A brain circuit that helps create new memories to erase scary ones has been identified, at least in mice.
The circuit connects two brain regions associated with emotion and decision making, researchers said in a new study. Other studies have suggested that these brain circuits operate very similarly in both humans and rodents.
“It translates across species very effectively,” said study co-author Andrew Holmes, a neuroscientist at the National Institute on Alcohol Abuse and Alcoholism and the National Institutes of Health. “Immediately, we’ve got an idea of what may be going awry in the human brain in those folks who experience [post-traumatic stress disorder] and anxiety.”
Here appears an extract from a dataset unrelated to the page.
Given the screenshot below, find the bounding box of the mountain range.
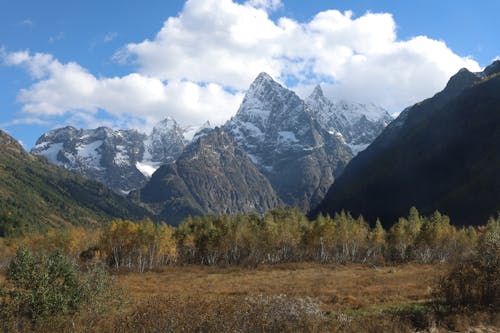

With post-traumatic stress disorder (PTSD), people who have experienced trauma — such as war, sexual assault or a car accident — may associate a trigger, such as a loud noise or a certain smell, with their past terror. This can lead to flashbacks, anxiety and compulsive thoughts about the terrifying situation. One of the common treatment methods is exposure therapy, in which doctors expose people gradually to the triggers in a safe environment, so that they can “unlearn” their fears. However, exposure therapy doesn’t always work, and can sometimes exacerbate PTSD.
Past rodent studies found that mice do better at erasing their fear if they have high activity in a few key brain regions. In particular, scientists zeroed in on the ventromedial prefrontal cortex, which plays a role in both decision making and restraining emotion, and the amygdala, which also plays a role in decision making and emotion. By contrast, animals that face the equivalent of rodent PTSD tended to have higher activity in other areas, including in so-called “fear neurons,” the researchers wrote in the paper, which was published Friday (July 31) in the journal Science Advances.
The findings led many scientists to propose that the ventromedial prefrontal cortex and the amygdala created a kind of fear-killing brain circuit. In this model, overcoming anxiety or the trauma of PTSD isn’t just erasing the terrifying memories, but rather creating new, “extinction” memories that serve to overwrite the traumatic ones. Alternatively, the “extinction” memories may act as a kind of mental gate that prevents horrifying or scary memories from being re-experienced, the researchers said.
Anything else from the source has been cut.